I find it reprehensible in the extreme that some members of Congress are boycotting the inauguration, claiming that Donald Trump’s election to the office is illegitimate. Especially at a time when national unity is needed and the inauguration presents an opportunity to go forward, this is egregiously bad partisan behavior and the reason why Donald Trump became president in the first place—for better or for worse. Washington is still broken yet many leaders continue to fiddle during the conflagration.
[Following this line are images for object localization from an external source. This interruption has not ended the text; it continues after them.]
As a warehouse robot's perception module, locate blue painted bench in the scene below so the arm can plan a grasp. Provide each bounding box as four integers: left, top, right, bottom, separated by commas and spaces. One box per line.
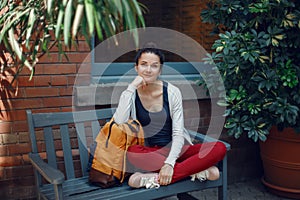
27, 108, 230, 200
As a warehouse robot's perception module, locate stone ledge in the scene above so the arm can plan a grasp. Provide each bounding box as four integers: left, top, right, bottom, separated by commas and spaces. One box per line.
74, 80, 209, 106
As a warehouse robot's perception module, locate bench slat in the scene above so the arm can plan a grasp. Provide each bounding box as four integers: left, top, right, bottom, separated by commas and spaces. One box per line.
44, 127, 57, 169
75, 122, 89, 176
91, 120, 100, 141
60, 124, 75, 179
31, 108, 115, 128
39, 175, 223, 200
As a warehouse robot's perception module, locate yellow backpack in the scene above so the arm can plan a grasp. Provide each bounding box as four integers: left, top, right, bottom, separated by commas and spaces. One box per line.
88, 119, 144, 188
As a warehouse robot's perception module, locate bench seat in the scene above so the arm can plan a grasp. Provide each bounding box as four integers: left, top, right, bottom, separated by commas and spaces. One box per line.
27, 108, 230, 200
37, 174, 224, 200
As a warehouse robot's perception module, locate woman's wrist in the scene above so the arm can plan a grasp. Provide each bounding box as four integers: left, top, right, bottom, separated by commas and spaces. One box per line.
163, 162, 174, 169
127, 84, 137, 93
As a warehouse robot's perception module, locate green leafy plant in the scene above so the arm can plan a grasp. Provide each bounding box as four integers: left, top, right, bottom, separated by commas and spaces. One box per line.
200, 0, 300, 142
0, 0, 145, 80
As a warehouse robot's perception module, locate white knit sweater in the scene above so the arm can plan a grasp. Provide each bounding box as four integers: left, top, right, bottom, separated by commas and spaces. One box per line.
113, 81, 193, 167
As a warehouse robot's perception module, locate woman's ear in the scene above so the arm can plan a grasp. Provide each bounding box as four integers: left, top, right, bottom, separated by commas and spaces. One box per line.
135, 65, 138, 72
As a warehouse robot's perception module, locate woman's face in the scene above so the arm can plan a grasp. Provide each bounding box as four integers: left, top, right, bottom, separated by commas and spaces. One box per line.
135, 52, 161, 84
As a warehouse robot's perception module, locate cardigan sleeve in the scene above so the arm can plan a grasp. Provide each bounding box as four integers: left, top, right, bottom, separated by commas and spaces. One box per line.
113, 84, 136, 124
164, 84, 186, 167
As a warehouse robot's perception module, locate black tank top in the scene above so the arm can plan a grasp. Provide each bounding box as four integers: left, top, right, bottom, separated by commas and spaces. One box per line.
135, 81, 172, 147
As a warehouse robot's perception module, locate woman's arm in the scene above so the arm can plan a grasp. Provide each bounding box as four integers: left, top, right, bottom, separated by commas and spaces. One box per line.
113, 84, 136, 124
164, 85, 186, 167
113, 76, 146, 124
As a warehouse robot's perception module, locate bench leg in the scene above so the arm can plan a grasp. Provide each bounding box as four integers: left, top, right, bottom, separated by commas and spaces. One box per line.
177, 192, 198, 200
33, 169, 42, 200
54, 184, 63, 200
218, 154, 228, 200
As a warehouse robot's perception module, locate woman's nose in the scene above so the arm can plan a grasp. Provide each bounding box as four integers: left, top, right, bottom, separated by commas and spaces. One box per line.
146, 65, 151, 72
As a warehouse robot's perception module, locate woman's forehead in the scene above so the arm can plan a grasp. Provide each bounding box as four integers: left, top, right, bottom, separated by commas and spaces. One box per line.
139, 52, 160, 63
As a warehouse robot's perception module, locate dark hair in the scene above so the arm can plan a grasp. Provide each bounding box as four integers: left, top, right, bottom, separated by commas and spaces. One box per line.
134, 42, 165, 65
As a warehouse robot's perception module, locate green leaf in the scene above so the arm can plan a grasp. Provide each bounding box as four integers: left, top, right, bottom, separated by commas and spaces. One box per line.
0, 8, 31, 43
84, 0, 95, 36
64, 0, 73, 47
94, 13, 103, 42
25, 8, 36, 48
55, 5, 65, 39
8, 28, 32, 70
72, 3, 84, 38
47, 0, 54, 14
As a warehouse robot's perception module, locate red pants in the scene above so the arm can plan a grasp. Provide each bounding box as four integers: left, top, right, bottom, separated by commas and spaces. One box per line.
127, 141, 227, 183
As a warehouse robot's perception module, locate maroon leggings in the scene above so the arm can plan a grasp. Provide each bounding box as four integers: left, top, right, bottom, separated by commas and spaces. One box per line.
127, 141, 227, 183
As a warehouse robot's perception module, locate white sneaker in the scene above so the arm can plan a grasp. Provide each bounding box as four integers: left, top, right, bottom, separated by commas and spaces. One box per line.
128, 172, 160, 189
190, 166, 220, 182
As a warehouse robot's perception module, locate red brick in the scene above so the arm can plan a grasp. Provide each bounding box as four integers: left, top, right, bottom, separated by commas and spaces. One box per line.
59, 87, 73, 96
21, 153, 30, 163
0, 145, 8, 156
11, 98, 43, 109
51, 76, 68, 86
43, 97, 72, 108
34, 64, 44, 75
7, 143, 31, 155
18, 67, 32, 76
11, 109, 27, 121
0, 122, 12, 134
60, 107, 73, 112
0, 155, 23, 167
33, 75, 52, 86
33, 107, 61, 114
61, 64, 79, 74
14, 87, 26, 98
42, 64, 78, 75
12, 120, 28, 132
25, 87, 59, 98
67, 75, 76, 86
4, 165, 33, 178
38, 52, 89, 63
17, 76, 35, 87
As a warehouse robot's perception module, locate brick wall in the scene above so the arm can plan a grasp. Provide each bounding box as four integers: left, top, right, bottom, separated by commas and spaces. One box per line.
0, 1, 262, 199
0, 36, 90, 198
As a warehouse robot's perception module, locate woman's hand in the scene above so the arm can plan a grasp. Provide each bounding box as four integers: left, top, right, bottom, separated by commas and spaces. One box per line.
159, 164, 174, 185
131, 76, 147, 89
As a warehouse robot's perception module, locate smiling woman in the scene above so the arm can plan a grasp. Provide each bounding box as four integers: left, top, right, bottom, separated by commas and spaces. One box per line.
112, 44, 227, 189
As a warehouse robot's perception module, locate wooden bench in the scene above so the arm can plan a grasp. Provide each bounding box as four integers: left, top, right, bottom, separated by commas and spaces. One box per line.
27, 108, 231, 200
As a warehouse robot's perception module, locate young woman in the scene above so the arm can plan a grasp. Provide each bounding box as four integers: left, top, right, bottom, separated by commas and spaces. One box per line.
113, 45, 226, 189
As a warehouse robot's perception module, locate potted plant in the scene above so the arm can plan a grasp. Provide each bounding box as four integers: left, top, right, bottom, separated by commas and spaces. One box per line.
200, 0, 300, 198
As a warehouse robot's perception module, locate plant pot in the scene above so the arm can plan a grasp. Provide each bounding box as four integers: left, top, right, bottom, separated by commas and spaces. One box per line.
259, 126, 300, 199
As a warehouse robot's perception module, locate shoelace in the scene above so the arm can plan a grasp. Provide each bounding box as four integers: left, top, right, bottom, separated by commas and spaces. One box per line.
190, 170, 208, 182
141, 177, 160, 189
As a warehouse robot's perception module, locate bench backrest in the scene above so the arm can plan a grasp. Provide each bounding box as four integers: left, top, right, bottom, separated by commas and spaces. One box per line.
27, 108, 116, 180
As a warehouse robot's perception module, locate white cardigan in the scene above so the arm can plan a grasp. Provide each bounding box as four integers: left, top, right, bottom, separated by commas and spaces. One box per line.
113, 82, 193, 167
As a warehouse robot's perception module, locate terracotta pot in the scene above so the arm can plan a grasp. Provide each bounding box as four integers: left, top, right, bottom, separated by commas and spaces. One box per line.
259, 126, 300, 199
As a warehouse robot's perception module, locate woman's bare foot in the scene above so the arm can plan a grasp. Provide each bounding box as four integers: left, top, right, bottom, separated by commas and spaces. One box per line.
206, 166, 220, 181
190, 166, 220, 182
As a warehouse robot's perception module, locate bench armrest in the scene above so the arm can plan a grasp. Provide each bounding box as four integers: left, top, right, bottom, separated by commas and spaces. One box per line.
188, 130, 231, 150
29, 153, 65, 185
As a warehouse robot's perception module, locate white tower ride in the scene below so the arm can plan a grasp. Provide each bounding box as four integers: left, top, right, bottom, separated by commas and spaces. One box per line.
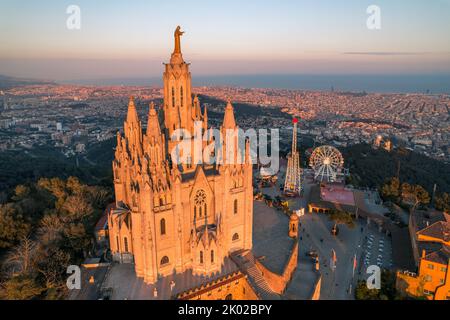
284, 118, 302, 195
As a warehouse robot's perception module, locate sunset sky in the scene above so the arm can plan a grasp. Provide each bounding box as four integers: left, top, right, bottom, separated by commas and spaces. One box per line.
1, 0, 449, 81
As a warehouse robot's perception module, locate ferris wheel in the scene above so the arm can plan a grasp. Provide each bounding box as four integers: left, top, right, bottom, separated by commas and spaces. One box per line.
309, 145, 344, 182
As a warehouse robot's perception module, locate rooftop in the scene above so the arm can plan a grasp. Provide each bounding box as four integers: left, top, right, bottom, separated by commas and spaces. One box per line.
320, 184, 355, 206
418, 221, 450, 242
95, 203, 115, 231
413, 209, 450, 266
423, 245, 450, 265
101, 257, 239, 300
308, 184, 356, 214
413, 210, 450, 235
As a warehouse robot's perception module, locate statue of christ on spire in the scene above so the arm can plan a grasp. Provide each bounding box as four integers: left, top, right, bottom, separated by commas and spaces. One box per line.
174, 26, 184, 54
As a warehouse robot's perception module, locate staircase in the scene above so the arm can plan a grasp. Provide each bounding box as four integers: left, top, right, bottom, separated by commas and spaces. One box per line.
231, 250, 280, 300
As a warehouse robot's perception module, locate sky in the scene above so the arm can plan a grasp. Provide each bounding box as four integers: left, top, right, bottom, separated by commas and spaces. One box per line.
0, 0, 449, 81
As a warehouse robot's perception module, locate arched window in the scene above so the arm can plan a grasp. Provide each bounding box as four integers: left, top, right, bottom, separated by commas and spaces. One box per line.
116, 236, 120, 251
160, 218, 166, 236
124, 237, 129, 252
180, 86, 183, 106
232, 233, 239, 241
161, 256, 169, 266
225, 294, 232, 300
186, 156, 192, 169
199, 206, 202, 218
234, 199, 238, 215
200, 251, 204, 264
204, 204, 207, 217
194, 206, 197, 220
159, 197, 164, 206
211, 250, 214, 263
171, 87, 175, 107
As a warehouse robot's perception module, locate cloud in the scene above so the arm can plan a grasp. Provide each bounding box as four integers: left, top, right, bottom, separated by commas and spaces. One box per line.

The surrounding rhetoric reminisces of the claim some made regarding Barak Obama’s Presidency being illegitimate dues to his birth status. So-called “birthers” were ridiculed for the straw grasping attempt to reverse the results of the election. But now the shoe is simply on the other foot. And as In either case the perpetrators should be derided and ridiculed and vilified. And those members of Congress that boycotted the election should be tossed out of office by their constituents—I predict they will be. I can’t imagine their constituency seriously cares about the so-called conscience of their congressman when they themselves struggle with insurance, bills and a convoluted tax code—and probably voted for Donald Trump. They want Congress to work together to get the country’s business done.

Now if hacking by a foreign adversary shaped the election by electronically altering vote tallies—I would be the first to agree that the election results are invalid. But, as far as any one knows—and this is the same extent that anyone knows Hillary Clinton’s email server was infected with malware—adversaries were not able to electronically alter vote tallies. Though there were embarrassing emails and unwanted revelations, the facts of the matter remain:

  • Voters voted the way they voted—no one pulled the lever or pushed the button for them. Whatever the motive for voting the way they voted, one can speculate forever and it’s irrelevant. There are any number of absurd reasons why people vote the way they do yet no one’s decision is qualified.
  • Embarrassing leaks that shaped the election? What else is new. Mitt Romney’s relatively benign audio leak cost him the election yet no one called the winner illegitimate. Donald Trump’s locker room banter might have cost him the election and if it did, would some in Congress boycott the inauguration of Hillary Clinton? Doubt it. This sort of thing has become the name of the game whether it came from Wiki-Leaks, Russia, China or Mother Jones.
  • What power does wiki leaks have that wasn’t given to them by conduct? If Donna Brazile gave Hillary Clinton town hall questions ahead of the event, imagine if Hillary Clinton declined to receive them. Imagine being beyond reproach. Imagine treating people with respect both on and off camera, on and off line. More than ever, politicians must comport themselves as if everyone can hear, read, and see all that they do, even if there is an assumption of confidentiality.

It’s time to get to work without politics as usual. Let the new administration get started. And let Congress get back to work.